Iraqi Prime Minister Nuri al-Maliki said in January that the United States could dramatically and quickly cut its troop presence in Iraq if it provided enough weapons to the country's embattled security forces.
The United States is said to have held back from supplying the Iraqi army with large quantities of weapons because some have ended up in the hands of militias and insurgents.
But under a recent "surge" of US troops into Baghdad and surrounding provinces, US commanders are now arming Sunni tribal leaders to take the fight to Al-Qaeda extremists who are accused of stoking Iraq's communal bloodshed.
By the Pentagon's count, there were 353,100 trained and equipped Iraqi security forces as of mid-July. That compares to 158,000 US troops in the country.
Pentagon spokesman Bryan Whitman acknowledged "it is clear that there is still much to be done with respect to equipping the security forces" of Iraq.

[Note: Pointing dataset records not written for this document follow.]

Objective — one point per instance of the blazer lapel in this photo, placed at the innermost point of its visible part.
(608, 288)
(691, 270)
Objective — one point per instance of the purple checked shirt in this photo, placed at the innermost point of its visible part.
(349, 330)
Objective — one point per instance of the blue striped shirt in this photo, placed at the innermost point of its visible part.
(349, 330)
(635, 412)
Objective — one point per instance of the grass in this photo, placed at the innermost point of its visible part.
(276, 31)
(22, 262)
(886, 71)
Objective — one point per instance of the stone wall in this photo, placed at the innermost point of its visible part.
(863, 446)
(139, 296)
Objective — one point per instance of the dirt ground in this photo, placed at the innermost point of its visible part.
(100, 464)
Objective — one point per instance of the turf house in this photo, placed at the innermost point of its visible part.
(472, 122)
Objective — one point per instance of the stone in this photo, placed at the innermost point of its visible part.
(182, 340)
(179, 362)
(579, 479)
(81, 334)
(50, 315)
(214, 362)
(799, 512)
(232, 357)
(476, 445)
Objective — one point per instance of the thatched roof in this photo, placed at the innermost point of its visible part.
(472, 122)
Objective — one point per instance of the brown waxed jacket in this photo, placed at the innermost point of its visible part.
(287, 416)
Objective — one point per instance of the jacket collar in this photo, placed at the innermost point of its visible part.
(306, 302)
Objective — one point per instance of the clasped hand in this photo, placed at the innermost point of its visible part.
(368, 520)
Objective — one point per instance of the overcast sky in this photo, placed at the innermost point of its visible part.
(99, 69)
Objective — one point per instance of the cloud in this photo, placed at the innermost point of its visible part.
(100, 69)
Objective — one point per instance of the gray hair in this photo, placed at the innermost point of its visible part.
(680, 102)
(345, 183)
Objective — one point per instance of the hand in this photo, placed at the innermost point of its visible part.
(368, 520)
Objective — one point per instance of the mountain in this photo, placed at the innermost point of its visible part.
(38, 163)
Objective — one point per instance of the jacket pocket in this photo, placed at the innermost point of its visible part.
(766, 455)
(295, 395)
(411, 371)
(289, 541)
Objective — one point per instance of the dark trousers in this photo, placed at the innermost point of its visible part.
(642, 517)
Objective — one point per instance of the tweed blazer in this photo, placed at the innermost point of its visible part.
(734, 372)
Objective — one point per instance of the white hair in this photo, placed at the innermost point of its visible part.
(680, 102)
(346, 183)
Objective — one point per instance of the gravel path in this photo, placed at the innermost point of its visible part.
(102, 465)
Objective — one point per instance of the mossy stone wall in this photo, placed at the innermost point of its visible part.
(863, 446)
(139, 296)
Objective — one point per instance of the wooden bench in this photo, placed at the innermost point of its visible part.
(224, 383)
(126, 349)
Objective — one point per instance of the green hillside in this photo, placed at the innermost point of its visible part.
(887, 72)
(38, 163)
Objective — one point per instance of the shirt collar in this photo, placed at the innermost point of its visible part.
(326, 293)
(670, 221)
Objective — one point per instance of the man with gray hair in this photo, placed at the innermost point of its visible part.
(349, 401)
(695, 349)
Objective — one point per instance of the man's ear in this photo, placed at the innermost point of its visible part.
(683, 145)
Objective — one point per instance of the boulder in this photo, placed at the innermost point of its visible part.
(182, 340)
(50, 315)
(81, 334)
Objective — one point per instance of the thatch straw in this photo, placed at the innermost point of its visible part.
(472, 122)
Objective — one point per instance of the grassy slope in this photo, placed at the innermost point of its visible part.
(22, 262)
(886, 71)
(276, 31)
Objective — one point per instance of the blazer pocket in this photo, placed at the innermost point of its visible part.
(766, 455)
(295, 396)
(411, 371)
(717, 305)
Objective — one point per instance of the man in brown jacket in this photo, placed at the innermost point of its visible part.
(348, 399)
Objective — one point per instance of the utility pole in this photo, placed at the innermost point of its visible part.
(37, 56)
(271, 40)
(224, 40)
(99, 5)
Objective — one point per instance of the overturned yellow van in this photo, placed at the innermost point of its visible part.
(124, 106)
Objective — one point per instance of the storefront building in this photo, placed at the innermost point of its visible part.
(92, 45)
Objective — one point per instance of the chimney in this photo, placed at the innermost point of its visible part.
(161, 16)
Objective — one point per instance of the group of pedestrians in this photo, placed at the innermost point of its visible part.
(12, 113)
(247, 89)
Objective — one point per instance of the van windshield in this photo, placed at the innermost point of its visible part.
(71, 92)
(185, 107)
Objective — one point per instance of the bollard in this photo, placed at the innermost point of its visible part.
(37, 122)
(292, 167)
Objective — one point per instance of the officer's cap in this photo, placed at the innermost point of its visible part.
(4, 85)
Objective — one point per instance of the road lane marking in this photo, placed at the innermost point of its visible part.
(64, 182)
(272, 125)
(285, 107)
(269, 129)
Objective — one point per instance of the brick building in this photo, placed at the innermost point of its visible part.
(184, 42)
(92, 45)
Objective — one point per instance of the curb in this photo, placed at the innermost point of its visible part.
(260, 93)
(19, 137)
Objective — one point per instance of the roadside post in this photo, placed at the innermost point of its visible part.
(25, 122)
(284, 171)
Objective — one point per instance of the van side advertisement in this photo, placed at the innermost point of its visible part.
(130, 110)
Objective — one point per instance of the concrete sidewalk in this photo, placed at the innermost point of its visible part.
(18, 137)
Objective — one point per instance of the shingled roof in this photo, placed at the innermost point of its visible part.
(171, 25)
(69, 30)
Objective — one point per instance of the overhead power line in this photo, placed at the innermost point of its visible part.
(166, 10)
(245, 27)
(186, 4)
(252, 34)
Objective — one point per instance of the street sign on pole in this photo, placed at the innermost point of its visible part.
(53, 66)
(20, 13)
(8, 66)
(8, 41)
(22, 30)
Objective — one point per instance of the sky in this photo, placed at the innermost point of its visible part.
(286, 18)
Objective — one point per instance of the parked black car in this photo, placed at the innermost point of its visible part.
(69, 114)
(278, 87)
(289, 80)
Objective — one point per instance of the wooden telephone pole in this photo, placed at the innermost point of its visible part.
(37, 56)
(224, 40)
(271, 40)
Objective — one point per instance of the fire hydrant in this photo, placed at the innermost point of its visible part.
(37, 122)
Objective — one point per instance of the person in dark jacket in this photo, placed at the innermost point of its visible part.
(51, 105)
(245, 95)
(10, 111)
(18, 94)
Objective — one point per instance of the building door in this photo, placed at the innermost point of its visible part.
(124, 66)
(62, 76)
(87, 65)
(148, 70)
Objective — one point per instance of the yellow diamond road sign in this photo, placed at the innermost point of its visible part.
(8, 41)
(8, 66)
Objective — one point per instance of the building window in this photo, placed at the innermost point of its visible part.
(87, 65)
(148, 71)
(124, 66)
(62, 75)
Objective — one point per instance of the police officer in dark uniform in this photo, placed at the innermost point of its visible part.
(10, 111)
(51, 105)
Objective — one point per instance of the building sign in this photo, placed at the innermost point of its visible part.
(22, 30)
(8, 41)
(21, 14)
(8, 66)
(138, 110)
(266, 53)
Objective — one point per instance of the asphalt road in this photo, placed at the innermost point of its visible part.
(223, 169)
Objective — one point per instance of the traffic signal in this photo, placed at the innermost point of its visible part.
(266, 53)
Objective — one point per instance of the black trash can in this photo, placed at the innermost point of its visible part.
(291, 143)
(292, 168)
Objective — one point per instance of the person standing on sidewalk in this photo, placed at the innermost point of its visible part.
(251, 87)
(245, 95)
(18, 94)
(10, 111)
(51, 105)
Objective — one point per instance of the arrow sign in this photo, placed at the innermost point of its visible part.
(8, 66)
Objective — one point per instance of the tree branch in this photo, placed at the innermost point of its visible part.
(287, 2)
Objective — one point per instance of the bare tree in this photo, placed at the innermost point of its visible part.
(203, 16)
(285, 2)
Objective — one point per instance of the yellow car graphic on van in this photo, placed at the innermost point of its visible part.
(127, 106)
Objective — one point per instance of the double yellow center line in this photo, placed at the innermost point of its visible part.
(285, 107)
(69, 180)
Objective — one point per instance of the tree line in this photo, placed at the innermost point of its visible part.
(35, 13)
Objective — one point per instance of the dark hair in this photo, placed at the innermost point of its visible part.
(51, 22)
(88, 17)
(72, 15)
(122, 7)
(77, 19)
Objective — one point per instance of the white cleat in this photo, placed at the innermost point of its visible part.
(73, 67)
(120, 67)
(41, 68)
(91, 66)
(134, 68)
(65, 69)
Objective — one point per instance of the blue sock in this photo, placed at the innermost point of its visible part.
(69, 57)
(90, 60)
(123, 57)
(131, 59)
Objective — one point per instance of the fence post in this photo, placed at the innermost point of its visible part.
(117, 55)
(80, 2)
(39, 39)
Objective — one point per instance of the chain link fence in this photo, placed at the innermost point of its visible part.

"But there is a program in place to do it in a very deliberate way, and do it in a way that ensures that they have the type of the equipment they need for the types of missions they are going to be conducting," he said.
The Iraqi embassy was unable immediately to provide a detailed list of the arms it is seeking from the United States, as Congress awaits a pivotal report due in September that Democrats hope to lever into a timetable for withdrawal.
But Sumaidaie said among Iraqi troops' needs are armored personnel carriers to replace their light pickup trucks, which leave them as vulnerable "cannon fodder" while US soldiers patrol in reinforced armor and heavy vehicles.
"This is not helping morale," he said.
In May, Iraq said it was looking to buy more than 1.5 billion dollars' worth of weapons from the United States including helicopters and automatic rifles, such as the M-16, to replace the Iraqi forces' ubiquitous Soviet-designed AK-47 Kalashnikov.
Iraq's Defence Minister Abdel Qader Jassim Mohammed said at the time a contract had been signed with the United States to set up "a foreign weapons sales office ... to buy modern weapons and to ensure arrival of these weapons when the ministry asks for them."
Also in May, Iran offered weapons and training to the Iraqi army after accusing Washington of not supplying Baghdad with the equipment needed to defend itself.
The offer came from Iran's ambassador to Iraq, Hassan Kazemi Qomi, following a landmark meeting with his US counterpart. The two envoys followed up with a second meeting in Baghdad on Tuesday.
This time around, the United States accused Iran of stepping up its alleged support of militia fighters in Iraq, and US ambassador Ryan Crocker admitted afterwards the encounter had been marked by "heated exchanges."